Friday, June 5, 2009

Rain Grows Corn


This is last year's corn, picked a little late.
We got a wonderful rain (long, slow, and gentle) yesterday, followed by cooling temperatures and sunshine today. The corn is visibly taller than it was before the rain. It is growing pretty well!
My first year growing corn out there, I tried it in a few rows. It was too widely spaced, so pollination was poor. I had not had the soil tested (it was really acid at pH 5.6), so the stalks were weak and spindly. At acidic pH, even if you fertilize, the nutrients are simply not available to the plant. A $30 soil test includes a lot of valuable information, and is well worth the money. Last year I paid attention to my husband ( he is from Nebraska, the Land of Corn), and planted the corn in a 4x4 foot block, about one plant per square foot. I had also previously limed the soil. The stalks were stronger and pollination was MUCH better, though I was in Spain when the corn was ideally ripe.

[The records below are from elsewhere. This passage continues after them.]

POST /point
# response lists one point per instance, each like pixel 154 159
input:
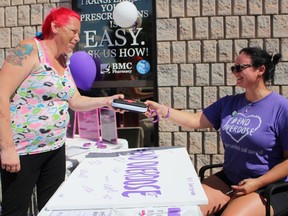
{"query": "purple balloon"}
pixel 83 69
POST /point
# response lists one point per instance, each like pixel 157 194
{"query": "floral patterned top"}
pixel 39 108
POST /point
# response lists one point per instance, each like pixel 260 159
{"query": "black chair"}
pixel 268 193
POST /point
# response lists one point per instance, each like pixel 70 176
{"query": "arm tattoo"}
pixel 20 53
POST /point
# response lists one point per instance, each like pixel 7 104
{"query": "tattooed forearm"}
pixel 20 53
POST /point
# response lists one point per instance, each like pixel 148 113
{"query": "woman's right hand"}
pixel 152 105
pixel 10 160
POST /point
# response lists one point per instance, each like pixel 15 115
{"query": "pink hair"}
pixel 61 16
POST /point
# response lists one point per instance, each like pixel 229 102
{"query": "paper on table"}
pixel 141 179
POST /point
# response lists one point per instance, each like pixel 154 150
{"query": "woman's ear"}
pixel 262 69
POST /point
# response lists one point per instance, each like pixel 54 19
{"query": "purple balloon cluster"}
pixel 83 69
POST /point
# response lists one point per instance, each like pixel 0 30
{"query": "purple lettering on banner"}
pixel 174 212
pixel 142 174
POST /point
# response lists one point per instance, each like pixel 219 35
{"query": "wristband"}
pixel 168 113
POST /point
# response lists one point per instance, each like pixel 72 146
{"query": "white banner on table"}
pixel 134 179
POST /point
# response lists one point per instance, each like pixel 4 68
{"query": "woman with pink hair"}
pixel 36 90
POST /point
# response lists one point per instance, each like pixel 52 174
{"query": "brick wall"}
pixel 197 41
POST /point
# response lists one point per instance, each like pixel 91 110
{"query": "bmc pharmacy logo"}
pixel 105 69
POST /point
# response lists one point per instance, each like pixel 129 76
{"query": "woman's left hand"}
pixel 246 186
pixel 110 100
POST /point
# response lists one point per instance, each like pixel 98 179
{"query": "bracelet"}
pixel 168 113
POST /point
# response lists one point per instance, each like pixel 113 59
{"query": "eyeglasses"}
pixel 239 68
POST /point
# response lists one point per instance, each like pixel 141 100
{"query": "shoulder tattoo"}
pixel 20 53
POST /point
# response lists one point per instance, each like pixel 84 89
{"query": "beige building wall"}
pixel 197 41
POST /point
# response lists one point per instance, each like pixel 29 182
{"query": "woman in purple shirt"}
pixel 254 132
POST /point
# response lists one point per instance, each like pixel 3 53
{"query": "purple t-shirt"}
pixel 254 134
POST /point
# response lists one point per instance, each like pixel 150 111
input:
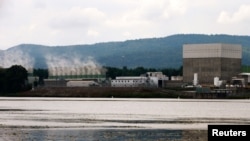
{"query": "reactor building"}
pixel 207 61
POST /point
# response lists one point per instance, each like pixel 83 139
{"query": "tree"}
pixel 16 78
pixel 42 74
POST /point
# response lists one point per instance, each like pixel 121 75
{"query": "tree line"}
pixel 112 72
pixel 15 78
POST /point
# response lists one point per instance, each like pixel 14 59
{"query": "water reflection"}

This year I fertilized before planting, then side-dressed the plants with more fertilizer when they were about 6 inches high. No new lime this year. The stalks look stronger and even better. I'll be giving them the same weekly liquid fertilizer I give the tomatoes (sorry, it is Miracle Gro- the only kind I could find with low P, but high N and K, and some boron,which is what my soil needs), and some support via stakes at the corners of the beds and twine. I have 2 beds planted a few weeks apart, one of which has Missouri Wonder beans and zucchini interplanted. The other has some zucchini and some unknown volunteer squash-like plants. We'll see if they survive the borers to produce, and we'll see how interplanting affects yield So far my best-performing beds are the crowded ones, with a variety of plants to attract and repel different bugs. We'll see how it goes.